Why is France accusing Azerbaijan of stirring tensions in New Caledonia?

Azerbaijan vehemently rejects the accusation it bears responsibility for the riots that have led to the deaths of five people and rattled the Paris government.

But it is just the latest in a litany of tensions between Paris and Baku and not the first time France has accused Azerbaijan of being behind an alleged disinformation campaign.

The riots in New Caledonia, a French territory lying between Australia and Fiji, were sparked by moves to agree a new voting law that supporters of independence from France say discriminates against the indigenous Kanak population.

Paris points to the sudden emergence of Azerbaijani flags alongside Kanak symbols in the protests, while a group linked to the Baku authorities is openly backing separatists while condemning Paris.

“This isn’t a fantasy. It’s a reality,” interior minister Gérald Darmanin told television channel France 2 when asked if Azerbaijan, China and Russia were interfering in New Caledonia.

“I regret that some of the Caledonian pro-independence leaders have made a deal with Azerbaijan. It’s indisputable,” he alleged.

But he added: “Even if there are attempts at interference… France is sovereign on its own territory, and so much the better”.

“We completely reject the baseless accusations,” Azerbaijan’s foreign ministry spokesman Ayhan Hajizadeh said.

“We refute any connection between the leaders of the struggle for freedom in Caledonia and Azerbaijan.”

In images widely shared on social media, a reportage broadcast Wednesday on the French channel TF1 showed some pro-independence supporters wearing T-shirts adorned with the Azerbaijani flag.

Tensions between Paris and Baku have grown in the wake of the 2020 war and 2023 lightning offensive that Azerbaijan waged to regain control of its breakaway Nagorno-Karabakh region from ethnic Armenian separatists.

France is a traditional ally of Christian Armenia, Azerbaijan’s neighbour and historic rival, and is also home to a large Armenian diaspora.

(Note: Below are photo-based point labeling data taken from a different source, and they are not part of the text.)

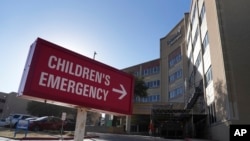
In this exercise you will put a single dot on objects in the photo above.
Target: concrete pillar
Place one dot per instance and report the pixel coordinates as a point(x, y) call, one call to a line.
point(80, 124)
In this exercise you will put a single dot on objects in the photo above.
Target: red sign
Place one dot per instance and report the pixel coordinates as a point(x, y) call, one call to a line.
point(58, 75)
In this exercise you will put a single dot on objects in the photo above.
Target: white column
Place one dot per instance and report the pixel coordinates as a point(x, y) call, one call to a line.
point(80, 124)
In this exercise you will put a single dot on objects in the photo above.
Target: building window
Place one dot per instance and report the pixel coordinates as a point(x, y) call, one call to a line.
point(196, 36)
point(176, 75)
point(209, 76)
point(202, 14)
point(175, 57)
point(151, 70)
point(205, 42)
point(198, 60)
point(212, 113)
point(176, 92)
point(193, 15)
point(153, 84)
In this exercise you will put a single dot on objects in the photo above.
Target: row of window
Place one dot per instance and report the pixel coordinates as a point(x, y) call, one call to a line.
point(205, 42)
point(175, 60)
point(150, 98)
point(153, 84)
point(209, 76)
point(150, 71)
point(198, 60)
point(176, 92)
point(176, 75)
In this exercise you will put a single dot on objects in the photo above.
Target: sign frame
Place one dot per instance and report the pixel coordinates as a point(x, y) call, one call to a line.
point(115, 83)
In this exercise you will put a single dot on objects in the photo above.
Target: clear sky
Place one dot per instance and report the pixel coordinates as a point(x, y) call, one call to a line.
point(122, 32)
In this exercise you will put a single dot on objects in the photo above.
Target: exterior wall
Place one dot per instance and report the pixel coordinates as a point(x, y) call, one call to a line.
point(235, 34)
point(227, 95)
point(150, 71)
point(172, 45)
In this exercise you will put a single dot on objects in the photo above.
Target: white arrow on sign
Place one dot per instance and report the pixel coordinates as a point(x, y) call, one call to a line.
point(122, 92)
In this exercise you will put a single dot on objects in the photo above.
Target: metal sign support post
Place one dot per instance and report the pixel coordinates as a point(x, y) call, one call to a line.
point(80, 124)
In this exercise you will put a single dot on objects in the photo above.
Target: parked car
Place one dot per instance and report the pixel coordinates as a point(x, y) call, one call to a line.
point(46, 123)
point(69, 125)
point(13, 118)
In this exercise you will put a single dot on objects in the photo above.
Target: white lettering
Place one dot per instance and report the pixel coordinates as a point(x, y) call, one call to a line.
point(92, 75)
point(79, 88)
point(50, 63)
point(42, 80)
point(71, 86)
point(105, 94)
point(107, 80)
point(63, 84)
point(53, 82)
point(60, 64)
point(239, 132)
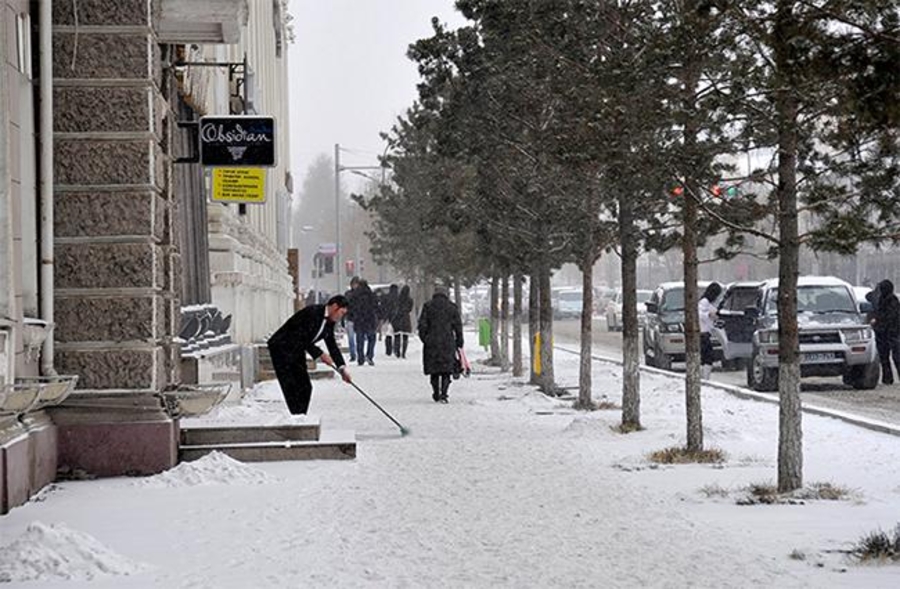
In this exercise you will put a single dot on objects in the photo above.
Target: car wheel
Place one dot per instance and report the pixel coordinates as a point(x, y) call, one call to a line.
point(761, 377)
point(863, 376)
point(732, 365)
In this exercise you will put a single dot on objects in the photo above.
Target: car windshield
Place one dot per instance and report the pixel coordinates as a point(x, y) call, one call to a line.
point(817, 299)
point(673, 300)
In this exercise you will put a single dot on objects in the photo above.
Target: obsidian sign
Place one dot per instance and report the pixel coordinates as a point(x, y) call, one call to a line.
point(237, 141)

Darmanin said Azerbaijan – led since 2003 by President Ilham Aliyev, who succeeded his father Heydar – was a “dictatorship”.

On Wednesday, the Paris government also banned social network TikTok from operating in New Caledonia.

Tiktok, whose parent company is Chinese, has been widely used by protesters. Critics fear it is being employed to spread disinformation coming from foreign countries.

Azerbaijan invited separatists from the French territories of Martinique, French Guiana, New Caledonia and French Polynesia to Baku for a conference in July 2023.

The meeting saw the creation of the “Baku Initiative Group”, whose stated aim is to support “French liberation and anti-colonialist movements”.

The group published a statement this week condemning the French parliament’s proposed change to New Caledonia’s constitution, which would allow outsiders who moved to the territory at least 10 years ago the right to vote in its elections.

Pro-independence forces say that would dilute the vote of Kanaks, who make up about 40 percent of the population.

“We stand in solidarity with our Kanak friends and support their fair struggle,” the Baku Initiative Group said.

Raphael Glucksmann, the lawmaker heading the list for the French Socialists in June’s European Parliament elections, told Public Senat television that Azerbaijan had made “attempts to interfere… for months”.

He said the underlying problem behind the unrest was a domestic dispute over election reform, not agitation fomented by “foreign actors”.

But he accused Azerbaijan of “seizing on internal problems.”

A French government source, who asked not to be named, said pro-Azerbaijani social media accounts had on Wednesday posted an edited montage purporting to show two white police officers with rifles aimed at dead Kanaks.

“It’s a pretty massive campaign, with around 4,000 posts generated by (these) accounts,” the source told AFP.

“They are reusing techniques already used during a previous smear campaign called Olympia.”

In November, France had already accused actors linked to Azerbaijan of carrying out a disinformation campaign aimed at damaging its reputation over its ability to host the Olympic Games in Paris. Baku also rejected these accusations.